“No, no; oh, heaven, no! I never dreamed of that; and I must have heard the name too, but forgot it again, everything was so horrible. Roy’s house, and I was to be his wife to-morrow!”
She rocked to and fro in her anguish, while the man confronting her began at last to pity her; to wish vaguely that he had staid among the heather hills of Scotland, or at least had not shown himself to her. But anon, another woman’s face arose before his mind, the woman for whom he had risked this interview, and he ceased to care so much for wounding Georgie, though his manner was conciliatory, and he spoke kindly and respectfully as he went on:
“I wondered at the engagement if you did know; and wondered too if he had ever heard of me as connected with you.”

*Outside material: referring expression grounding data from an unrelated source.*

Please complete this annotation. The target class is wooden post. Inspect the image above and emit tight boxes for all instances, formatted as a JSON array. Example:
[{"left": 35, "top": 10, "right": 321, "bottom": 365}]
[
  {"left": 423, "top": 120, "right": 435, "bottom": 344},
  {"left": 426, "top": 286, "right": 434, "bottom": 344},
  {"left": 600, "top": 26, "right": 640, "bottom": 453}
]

“Never, never! and Henry, oh Henry!” she stretched her hands toward him now, and the expression of her white face was pitiful in the extreme; “whatever you do or make me suffer, don’t subject me to that; don’t let him know. I have lost him, but I cannot lose his esteem. Roy must not despise me. I wronged you once; I know I wronged you in the tenderest point where a woman can wrong a man, but I meant to be a good wife, and would have been if you had forgiven and tried me. You would not do that; you thrust me from you, and though I have seen much of prosperity, there has been a skeleton in every joy. I have been fearfully punished every way. Annie is dead, did you know that?”
She said the last humbly, beseechingly, and a flush of red crept into her white face.
“I supposed she was. I saw the name of Annie Heyford on a stone in Greenwood, close by Le Roy’s grave. And Mr. Leighton never knew of her either, I suppose?”
“Not what she was to me. Nobody knows but Jack and you,” she answered mournfully, while a sudden flame of passion leaped into the one sound eye of the man beside her, as he said:
“Up to your old tricks again, I see; marrying with a lie on your soul, just as you came to me.”
She did not resent the taunt at all. She was too thoroughly crushed for that, and she answered gently, “Yes, I was going to do the same thing again. I am everything that is bad, I confess; but, oh, how could I tell, when all these years nobody has known, and I was so different, and the old life lay far behind, and I did love Roy. Oh, if I’ve sinned deeply, I am cruelly punished at the last. Think, Henry, to-morrow, ay, to-day, for it is to-morrow now, I was to have been his wife; everything is in readiness, the guests are here, and now it cannot be, and I,—oh, what reason can I give to Roy for holding back at the very altar?”
“What reason? No reason. Why should you hold back? Marry him just the same. I shall not interfere. I did not come for that. I came for money, and took this time in order to get what I want. I thought I hated you, but upon my soul, I don’t. I am sorry for you, to see you feel so bad, but there’s no cause for it. Swallow your conscience a little lower down. Act a bigger lie, and all will be right; for I tell you I am not here to claim any right I may have had in you. I dreamed you were dead. I’ll be honest and say I hoped it was true, for over the sea among the heather hills is a little blue-eyed, brown-haired Scotch lassie whom I call Janet, and who thinks she is my wife. There are also two children in the home-nest; mine, too, as well as hers,” he added, and again that red flush of shame crept into Georgie’s face, while the stranger continued; “I tried to reform over there for her sake. She is pure and good, and she loves me, and the fraud I practise upon her cuts me sometimes to the quick, and when I dreamed you were dead so many times I got to hoping you were, for then I’d do her justice. So I came to see, and tracked you out, and found you on the topmost pinnacle, and felt angry when I saw your silks and satins and jewels and remembered Janet’s two dresses, one for every day and one for Sunday, and thought of my little boy Johnnie, who might be cured if I had the money. We are poor, very poor, and Janet thinks I am making my fortune here in America, for I told her it was for her sake and the bairns’ I came, and she is waiting for me so anxiously, and I am going to her soon; within a week at the farthest, but cannot go empty-handed. I did not enter that house on the mountain-road, as you probably think I did. I know nothing of the robbers. I quit such things after my escape from prison, and since I have known Janet I have tried to be honest and decent. I have been hanging about in this neighborhood for two weeks or more, trying to make up my mind whether to seek an interview with you and risk detection or not. I saved your life and Mr. Leighton’s too, but did not know when I seized the horses who was in the carriage. If I had, I should have done the same, though your death would make Janet an honest woman, for by finding some flaw in our first marriage ceremony I should coax her to go through with it again over the border in England.”